Two weeks ago I ran out of money. Completely, 100% empty so I commented in this group about it, but I followed with "the life of an artiste and things always get better and this is why I am here". Well last week someone saw that comment and decided to call me out and post about me in a very humiliating way. She had it all wrong. I am not a negative person, in fact people had messaged me saying I inspired them because even though things were tough financially, I joined this business group and I was taking action to change that. (People always say that to me.)
The truth is that I had a couple of bad days and I was honest about it with a SAFE group-or what I thought was a safe group of artists in a business type class to learn. I shared because I was told it was okay to be honest. I guess I was wrong. I love getting feedback, but an unsolicited post that was damaging to me and my business? No that isn't cool and it's not feedback. 

*WTF? Did all my positive posts go missing?

So anyhow, I asked her to remove it, she did we talked it's all cool. I didn't want anyone in the group to think that I am negative and also I have been inspiring people in that group so I was worried that it might bring them down.
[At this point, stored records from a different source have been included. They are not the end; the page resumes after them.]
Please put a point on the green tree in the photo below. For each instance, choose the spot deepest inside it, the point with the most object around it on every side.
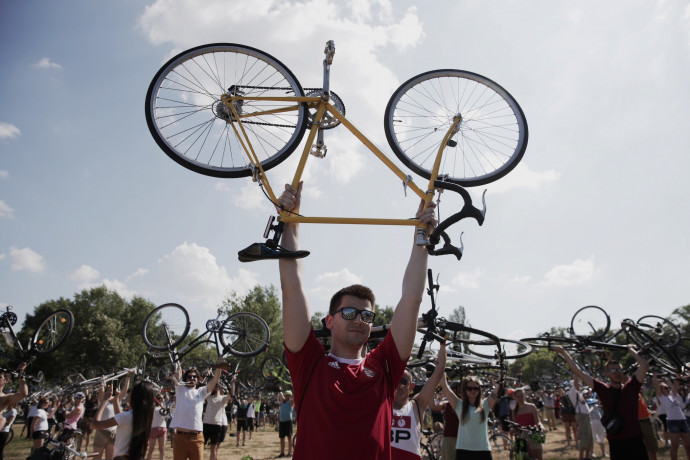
(106, 334)
(264, 302)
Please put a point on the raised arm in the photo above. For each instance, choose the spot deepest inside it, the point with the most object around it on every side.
(579, 373)
(425, 396)
(448, 393)
(404, 323)
(642, 364)
(216, 376)
(296, 319)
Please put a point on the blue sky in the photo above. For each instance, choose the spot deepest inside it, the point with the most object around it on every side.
(596, 213)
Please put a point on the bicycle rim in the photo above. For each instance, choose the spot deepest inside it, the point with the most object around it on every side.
(492, 135)
(189, 122)
(590, 321)
(166, 326)
(53, 331)
(244, 334)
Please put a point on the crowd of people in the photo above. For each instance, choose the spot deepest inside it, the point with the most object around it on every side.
(352, 402)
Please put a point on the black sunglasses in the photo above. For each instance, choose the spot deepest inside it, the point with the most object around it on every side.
(350, 313)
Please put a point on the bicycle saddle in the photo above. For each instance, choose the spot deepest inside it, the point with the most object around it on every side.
(261, 251)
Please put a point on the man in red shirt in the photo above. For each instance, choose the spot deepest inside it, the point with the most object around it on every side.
(344, 401)
(619, 396)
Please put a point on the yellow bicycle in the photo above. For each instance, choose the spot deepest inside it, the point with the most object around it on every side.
(229, 110)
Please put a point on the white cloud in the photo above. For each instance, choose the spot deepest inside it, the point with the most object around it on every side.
(8, 130)
(574, 274)
(46, 63)
(139, 273)
(85, 273)
(26, 259)
(469, 280)
(523, 178)
(191, 274)
(6, 210)
(329, 283)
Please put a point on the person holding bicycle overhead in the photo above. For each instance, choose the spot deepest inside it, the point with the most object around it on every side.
(620, 397)
(189, 406)
(406, 431)
(12, 399)
(472, 438)
(344, 402)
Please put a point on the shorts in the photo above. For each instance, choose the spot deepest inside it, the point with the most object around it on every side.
(648, 436)
(568, 418)
(285, 429)
(158, 432)
(677, 426)
(103, 438)
(628, 449)
(585, 439)
(214, 434)
(473, 454)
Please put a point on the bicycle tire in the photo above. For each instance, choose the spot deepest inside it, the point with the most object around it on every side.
(52, 331)
(651, 347)
(492, 136)
(244, 334)
(273, 370)
(189, 122)
(172, 315)
(550, 341)
(663, 330)
(591, 321)
(498, 442)
(426, 452)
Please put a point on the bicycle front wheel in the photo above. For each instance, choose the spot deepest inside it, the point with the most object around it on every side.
(491, 137)
(244, 334)
(166, 326)
(189, 122)
(590, 321)
(53, 331)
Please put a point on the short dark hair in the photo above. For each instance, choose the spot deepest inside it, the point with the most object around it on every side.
(356, 290)
(610, 363)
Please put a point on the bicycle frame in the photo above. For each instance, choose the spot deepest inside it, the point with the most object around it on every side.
(323, 107)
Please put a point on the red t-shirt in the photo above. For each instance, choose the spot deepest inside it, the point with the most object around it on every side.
(451, 422)
(626, 407)
(346, 410)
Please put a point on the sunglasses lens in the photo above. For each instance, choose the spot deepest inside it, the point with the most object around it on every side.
(349, 313)
(368, 316)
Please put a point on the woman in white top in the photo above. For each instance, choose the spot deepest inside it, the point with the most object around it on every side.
(133, 426)
(676, 424)
(159, 429)
(39, 424)
(215, 420)
(6, 422)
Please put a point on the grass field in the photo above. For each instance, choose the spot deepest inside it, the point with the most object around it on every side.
(265, 445)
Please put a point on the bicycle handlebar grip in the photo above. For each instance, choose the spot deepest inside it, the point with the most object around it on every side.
(421, 349)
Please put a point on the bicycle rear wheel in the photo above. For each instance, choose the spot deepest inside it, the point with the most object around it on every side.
(590, 321)
(166, 326)
(650, 347)
(492, 135)
(663, 330)
(189, 122)
(244, 334)
(53, 330)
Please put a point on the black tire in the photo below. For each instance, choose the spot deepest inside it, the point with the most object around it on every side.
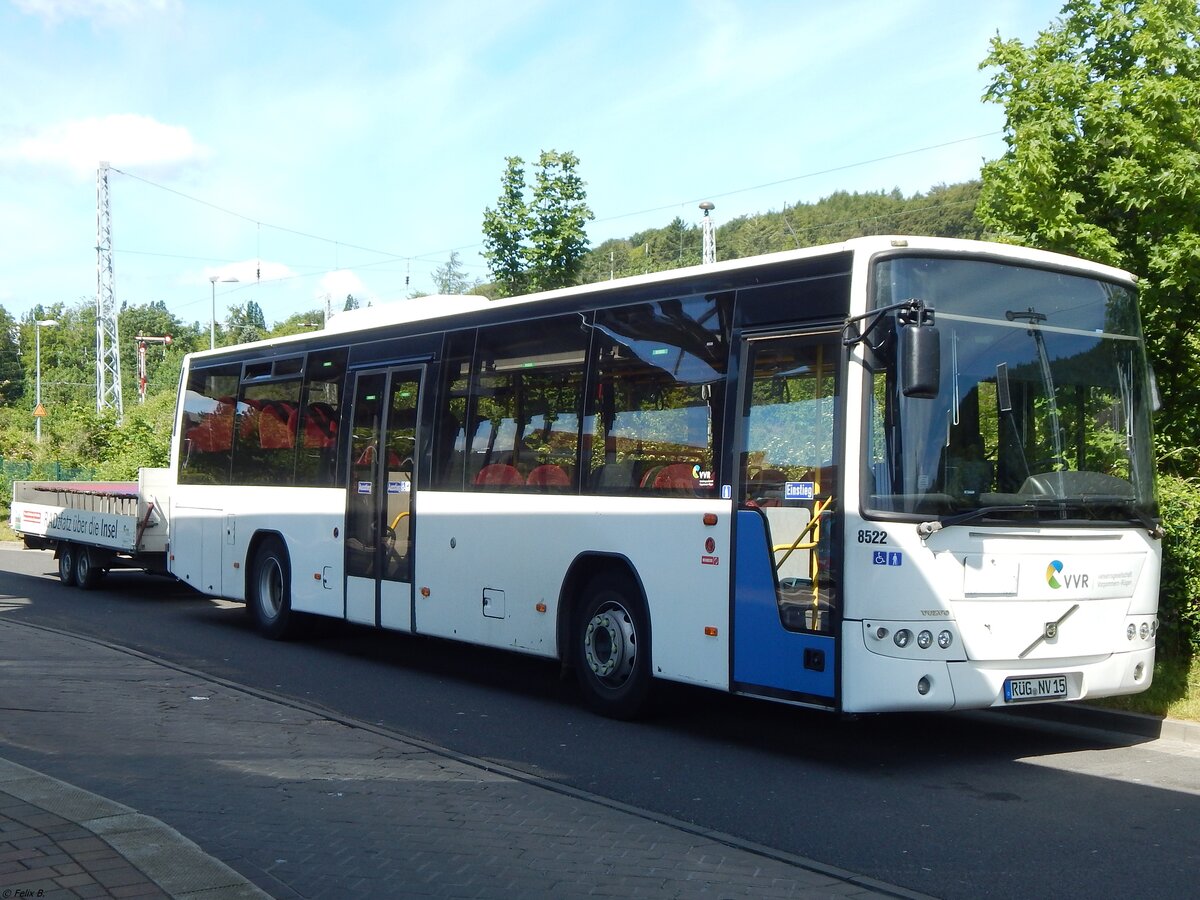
(88, 570)
(66, 563)
(612, 647)
(269, 592)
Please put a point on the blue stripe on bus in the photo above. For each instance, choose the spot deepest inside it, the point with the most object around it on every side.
(765, 653)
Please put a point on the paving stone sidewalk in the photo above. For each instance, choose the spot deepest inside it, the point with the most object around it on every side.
(298, 803)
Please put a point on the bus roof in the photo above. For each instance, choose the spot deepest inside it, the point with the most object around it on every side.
(438, 306)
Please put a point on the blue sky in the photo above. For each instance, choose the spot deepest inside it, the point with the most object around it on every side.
(330, 148)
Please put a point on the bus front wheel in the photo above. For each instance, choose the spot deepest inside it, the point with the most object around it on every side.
(270, 592)
(613, 648)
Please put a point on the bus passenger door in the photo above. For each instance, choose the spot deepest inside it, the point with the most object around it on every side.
(785, 600)
(381, 498)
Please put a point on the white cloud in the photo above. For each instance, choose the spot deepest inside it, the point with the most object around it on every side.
(124, 139)
(55, 11)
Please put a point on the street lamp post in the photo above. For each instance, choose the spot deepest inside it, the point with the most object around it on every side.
(213, 324)
(39, 324)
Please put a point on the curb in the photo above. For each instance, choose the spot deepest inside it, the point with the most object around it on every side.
(166, 857)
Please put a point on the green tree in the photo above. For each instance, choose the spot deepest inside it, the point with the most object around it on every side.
(299, 323)
(505, 229)
(12, 375)
(1103, 161)
(245, 323)
(540, 243)
(451, 277)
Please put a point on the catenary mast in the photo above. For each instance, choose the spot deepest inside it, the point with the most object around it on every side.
(108, 358)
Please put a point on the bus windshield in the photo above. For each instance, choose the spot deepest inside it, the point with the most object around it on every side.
(1043, 409)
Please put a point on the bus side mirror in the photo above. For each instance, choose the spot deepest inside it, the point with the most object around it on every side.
(919, 353)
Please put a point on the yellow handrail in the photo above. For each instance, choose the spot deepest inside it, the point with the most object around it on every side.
(821, 507)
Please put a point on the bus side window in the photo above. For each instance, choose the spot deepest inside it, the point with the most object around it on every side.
(318, 419)
(526, 405)
(208, 424)
(659, 387)
(264, 441)
(450, 420)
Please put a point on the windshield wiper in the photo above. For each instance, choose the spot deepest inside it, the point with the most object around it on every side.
(1062, 504)
(927, 528)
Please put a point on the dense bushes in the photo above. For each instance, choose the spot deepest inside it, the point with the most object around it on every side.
(1180, 595)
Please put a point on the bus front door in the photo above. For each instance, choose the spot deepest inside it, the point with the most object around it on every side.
(381, 498)
(785, 603)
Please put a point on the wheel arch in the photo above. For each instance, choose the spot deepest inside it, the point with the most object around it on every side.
(583, 569)
(256, 541)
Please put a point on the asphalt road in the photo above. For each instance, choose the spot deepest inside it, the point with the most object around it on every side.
(953, 805)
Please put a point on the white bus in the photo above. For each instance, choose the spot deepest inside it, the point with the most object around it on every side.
(888, 474)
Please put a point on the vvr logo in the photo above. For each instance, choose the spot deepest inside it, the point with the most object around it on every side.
(1055, 579)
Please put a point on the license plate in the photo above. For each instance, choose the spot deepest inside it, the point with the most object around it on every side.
(1018, 690)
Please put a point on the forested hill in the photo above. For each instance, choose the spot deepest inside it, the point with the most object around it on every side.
(943, 211)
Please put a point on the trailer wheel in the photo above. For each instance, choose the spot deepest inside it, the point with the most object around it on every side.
(88, 571)
(66, 563)
(270, 592)
(612, 647)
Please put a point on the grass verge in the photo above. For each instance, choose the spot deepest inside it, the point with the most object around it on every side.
(1175, 693)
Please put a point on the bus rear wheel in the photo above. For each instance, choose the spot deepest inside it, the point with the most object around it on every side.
(269, 598)
(613, 648)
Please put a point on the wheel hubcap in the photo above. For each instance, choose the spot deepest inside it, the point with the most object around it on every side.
(270, 589)
(610, 645)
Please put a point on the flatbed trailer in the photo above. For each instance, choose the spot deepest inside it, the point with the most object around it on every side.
(96, 526)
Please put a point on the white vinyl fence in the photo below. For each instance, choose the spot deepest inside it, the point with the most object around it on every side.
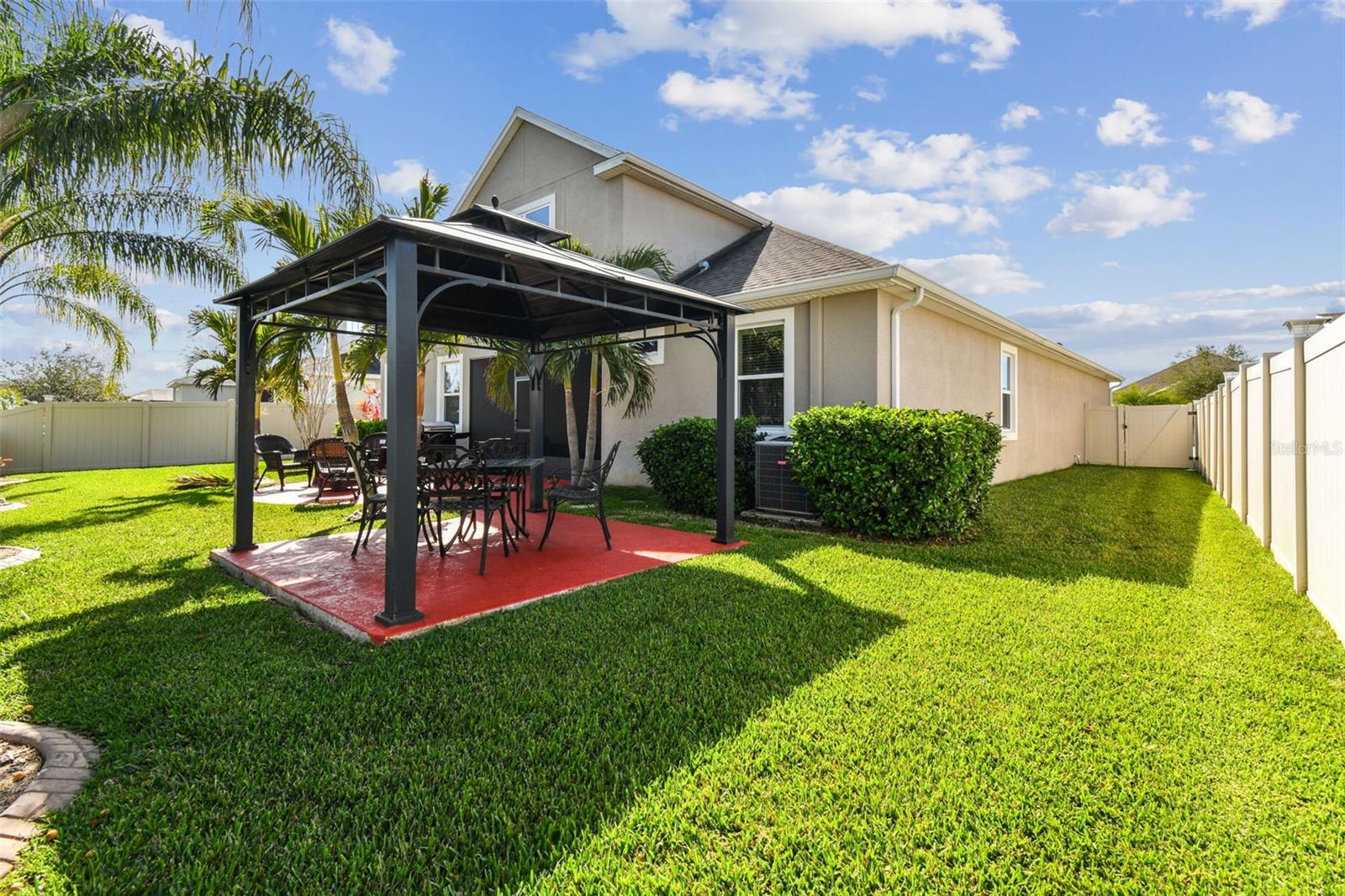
(104, 435)
(1138, 435)
(1271, 440)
Well the person who runs this class and this FB group has since told me that I was ruining the group. That I am not allowed to move further in the program am basically no longer welcome. I was planning my whole fall around this next program. I was excited about taking action, but I guess since I admitted that I am skint from time to time, I am not welcomed anymore. It's a real shame. I am also no longer in the FB group I mentioned above.

*I paid to be in this group* I just have to point this out.

I asked her about it and she just said she doesn't want my scarcity and negativity bringing the whole group down. Another wtf moment? All over the FB page people are always saying how I make them smile and inspire them. 

Is it negative to admit when you need help?

NO.

Is it negative to state your situation and then say that it's okay because it will work out? 

NO.

This whole thing upsets me and I just want to say to anyone like me who may feel like things are bad right now.

1) You need support so please don't be afraid to talk about it.
2) Things always get better 
and 3) Find a group that allows you to be you.. not a phoney always happy version of yourself.